Shanghai is currently taped out and running Windows at AMD.

News Source: DailyTech - Dodeca-core: The Megahertz Race is Now Officially the Multi-core Race
 
I miss the good old days when you could actually count on a new processor running your code measurably and significantly faster than its predecessor. Too bad more cores doesn't equal more performance :(
 
I dont think more cores is the way to go because software cannot take advantage of it for the most part. I am more interested in clock speeds and IPC improvements. Multithreaded apps are just a bunch of single threads after all so if you want the time to drop overall, you would need IPC and single thread performance improvements.
 
I dont think more cores is the way to go because software cannot take advantage of it for the most part. I am more interested in clock speeds and IPC improvements. Multithreaded apps are just a bunch of single threads after all so if you want the time to drop overall, you would need IPC and single thread performance improvements.

This isn't exactly a desktop part, for starters the total die-size would make it uneconomical. Server and workstation code has been being optimised for multi-core for years for the simple fact that multi-socket systems (and multi-node clusters) aren't uncommon.

If you can't pump up the IPC then increasing the number of cores is the alternative, just make sure you have the bandwidth to feed them all.
 
On a related subject, I attended a seminar yesterday by the main Cilk guy. They're commercializing it (as Cilk++), and most of the crappy restrictions in Cilk are gone (you can call Cilk++ functions from C/C++, you don't have to mark all predecessors of a spawnable function as spawnable, there are wacky thread-specific items called hyperobjects that are really cool). Plus, they're apparently working on speculative parallelism, which is terrifying and awesome.

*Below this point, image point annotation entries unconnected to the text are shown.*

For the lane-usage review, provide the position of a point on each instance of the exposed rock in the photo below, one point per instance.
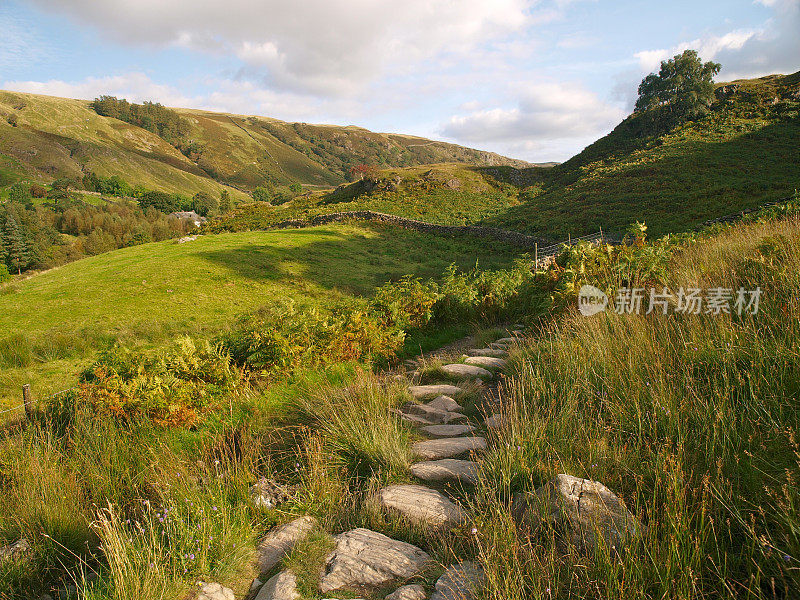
(464, 371)
(447, 469)
(422, 505)
(424, 392)
(448, 447)
(447, 430)
(487, 362)
(408, 592)
(282, 586)
(495, 352)
(445, 403)
(590, 510)
(214, 591)
(280, 541)
(268, 493)
(364, 558)
(461, 581)
(20, 549)
(493, 422)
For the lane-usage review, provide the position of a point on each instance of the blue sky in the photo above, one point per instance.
(533, 79)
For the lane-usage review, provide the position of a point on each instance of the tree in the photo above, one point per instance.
(204, 204)
(682, 90)
(18, 254)
(225, 201)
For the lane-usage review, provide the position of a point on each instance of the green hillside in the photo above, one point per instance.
(44, 137)
(53, 322)
(744, 153)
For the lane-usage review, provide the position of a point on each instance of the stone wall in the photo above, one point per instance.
(513, 238)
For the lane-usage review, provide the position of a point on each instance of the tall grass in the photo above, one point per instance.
(693, 421)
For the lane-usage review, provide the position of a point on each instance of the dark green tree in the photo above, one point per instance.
(682, 90)
(18, 254)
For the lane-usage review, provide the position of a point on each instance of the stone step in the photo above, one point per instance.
(487, 362)
(448, 447)
(446, 469)
(445, 403)
(495, 352)
(466, 371)
(368, 559)
(447, 430)
(425, 392)
(422, 505)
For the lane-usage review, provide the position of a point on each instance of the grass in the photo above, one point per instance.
(52, 323)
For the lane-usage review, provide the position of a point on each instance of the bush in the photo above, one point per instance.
(171, 386)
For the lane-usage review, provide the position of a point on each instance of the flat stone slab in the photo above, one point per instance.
(445, 403)
(461, 581)
(282, 586)
(447, 469)
(424, 414)
(466, 371)
(448, 447)
(487, 362)
(408, 592)
(280, 541)
(447, 430)
(422, 505)
(495, 352)
(425, 392)
(493, 422)
(364, 558)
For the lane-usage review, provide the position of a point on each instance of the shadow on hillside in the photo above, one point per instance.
(678, 188)
(355, 263)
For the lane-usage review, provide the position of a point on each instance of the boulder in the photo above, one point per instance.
(408, 592)
(461, 581)
(447, 430)
(487, 362)
(364, 558)
(448, 447)
(214, 591)
(280, 541)
(594, 516)
(447, 469)
(494, 352)
(425, 392)
(267, 493)
(422, 505)
(466, 371)
(282, 586)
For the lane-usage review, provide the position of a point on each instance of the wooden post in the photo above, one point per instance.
(26, 399)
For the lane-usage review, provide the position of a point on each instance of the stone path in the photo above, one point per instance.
(363, 561)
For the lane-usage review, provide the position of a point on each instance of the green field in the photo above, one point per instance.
(52, 323)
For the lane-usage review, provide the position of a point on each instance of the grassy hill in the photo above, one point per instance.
(53, 322)
(744, 153)
(44, 137)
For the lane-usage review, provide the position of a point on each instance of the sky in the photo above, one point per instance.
(532, 79)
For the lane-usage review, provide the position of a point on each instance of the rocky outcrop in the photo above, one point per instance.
(364, 558)
(595, 517)
(280, 541)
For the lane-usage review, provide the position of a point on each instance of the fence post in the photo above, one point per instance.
(26, 399)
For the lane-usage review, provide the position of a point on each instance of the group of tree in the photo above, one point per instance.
(682, 90)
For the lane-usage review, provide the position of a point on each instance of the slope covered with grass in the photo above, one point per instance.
(50, 322)
(44, 137)
(744, 153)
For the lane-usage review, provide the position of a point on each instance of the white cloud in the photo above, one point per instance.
(552, 111)
(321, 46)
(772, 48)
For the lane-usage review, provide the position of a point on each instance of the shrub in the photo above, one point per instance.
(171, 386)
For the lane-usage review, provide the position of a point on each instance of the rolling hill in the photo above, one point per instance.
(44, 137)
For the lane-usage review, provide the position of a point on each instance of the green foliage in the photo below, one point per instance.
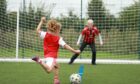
(71, 21)
(3, 15)
(129, 17)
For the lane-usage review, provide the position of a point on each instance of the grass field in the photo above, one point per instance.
(28, 53)
(32, 73)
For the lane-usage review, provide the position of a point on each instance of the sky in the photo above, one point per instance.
(63, 6)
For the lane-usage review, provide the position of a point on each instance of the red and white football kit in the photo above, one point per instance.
(51, 47)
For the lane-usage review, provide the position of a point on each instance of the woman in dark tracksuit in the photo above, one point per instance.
(88, 33)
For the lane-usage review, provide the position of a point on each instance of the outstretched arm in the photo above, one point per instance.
(79, 39)
(100, 39)
(42, 21)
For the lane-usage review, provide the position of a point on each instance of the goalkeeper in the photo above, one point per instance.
(88, 33)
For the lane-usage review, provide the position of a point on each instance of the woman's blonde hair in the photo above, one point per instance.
(53, 26)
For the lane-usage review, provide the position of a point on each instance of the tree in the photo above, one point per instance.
(3, 15)
(129, 17)
(71, 21)
(101, 17)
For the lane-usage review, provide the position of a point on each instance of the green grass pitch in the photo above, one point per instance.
(32, 73)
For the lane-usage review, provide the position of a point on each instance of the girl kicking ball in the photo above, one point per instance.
(52, 41)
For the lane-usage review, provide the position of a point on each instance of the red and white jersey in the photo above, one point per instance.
(89, 34)
(51, 44)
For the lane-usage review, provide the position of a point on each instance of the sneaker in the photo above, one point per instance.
(56, 81)
(36, 59)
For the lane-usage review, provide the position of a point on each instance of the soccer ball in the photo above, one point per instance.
(75, 79)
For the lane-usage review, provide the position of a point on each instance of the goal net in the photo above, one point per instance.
(117, 20)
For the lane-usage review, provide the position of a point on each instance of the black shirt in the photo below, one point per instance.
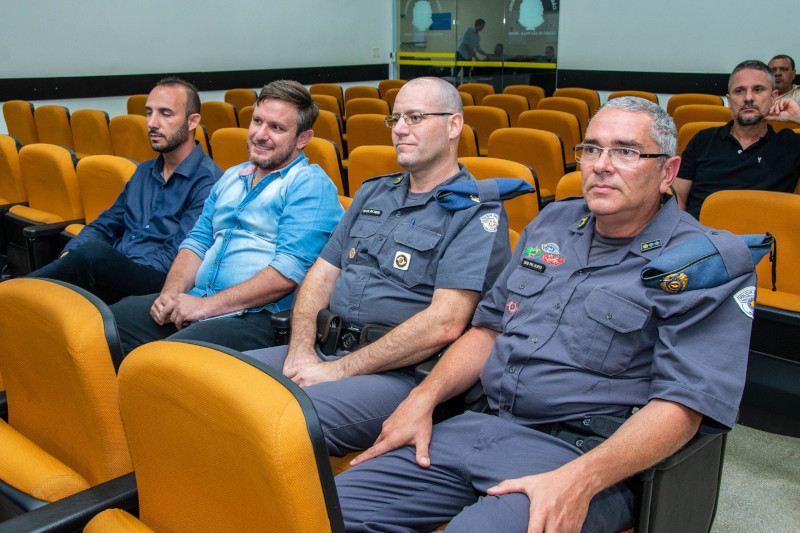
(714, 161)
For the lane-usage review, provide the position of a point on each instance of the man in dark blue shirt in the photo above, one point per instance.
(129, 248)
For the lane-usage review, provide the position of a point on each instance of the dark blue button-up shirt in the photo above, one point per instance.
(151, 217)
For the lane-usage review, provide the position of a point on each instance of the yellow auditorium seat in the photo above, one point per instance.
(220, 442)
(638, 94)
(137, 104)
(130, 138)
(241, 98)
(53, 125)
(368, 161)
(230, 147)
(590, 96)
(64, 432)
(325, 153)
(677, 100)
(485, 120)
(90, 133)
(20, 122)
(477, 90)
(514, 105)
(522, 209)
(531, 92)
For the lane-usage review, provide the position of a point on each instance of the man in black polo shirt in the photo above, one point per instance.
(746, 153)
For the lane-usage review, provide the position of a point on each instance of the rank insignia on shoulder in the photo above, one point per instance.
(675, 283)
(652, 245)
(402, 260)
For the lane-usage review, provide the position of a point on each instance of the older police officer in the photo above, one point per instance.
(568, 332)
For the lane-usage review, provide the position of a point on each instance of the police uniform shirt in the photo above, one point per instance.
(393, 256)
(582, 338)
(714, 161)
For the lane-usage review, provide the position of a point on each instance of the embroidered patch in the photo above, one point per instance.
(533, 265)
(674, 283)
(652, 245)
(746, 298)
(490, 222)
(402, 260)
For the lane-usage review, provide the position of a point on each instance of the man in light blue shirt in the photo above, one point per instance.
(261, 228)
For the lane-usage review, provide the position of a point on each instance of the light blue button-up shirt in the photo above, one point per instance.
(282, 222)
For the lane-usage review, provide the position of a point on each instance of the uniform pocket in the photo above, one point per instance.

So anyway, it seems as though the tools are moving in the right direction. We'll see if anyone actually uses them.
 
Well, for servers it could prove interesting... But somehow I think for desktops, more than 4-6 cores will probably not be very interesting for most users. Especially if/when GPGPU takes off, where massively parallel tasks will simply run on the GPU, leaving only 'everyday' tasks for the CPU.
We'll have to see. Servers generally just require a lot of threads 'in the air' for quick response time... These threads generally aren't very heavy in a computational sense. In which case, HyperThreading might be good enough, and it doesn't look like AMD will have that technology anytime soon.
So even if we assume that Intel only has 8 cores by the time this 12-core would arrive... Intel will have HyperThreading (perhaps even 4-way?)... So then we'd have 16 (or even 32?) logical cores vs 12 real cores.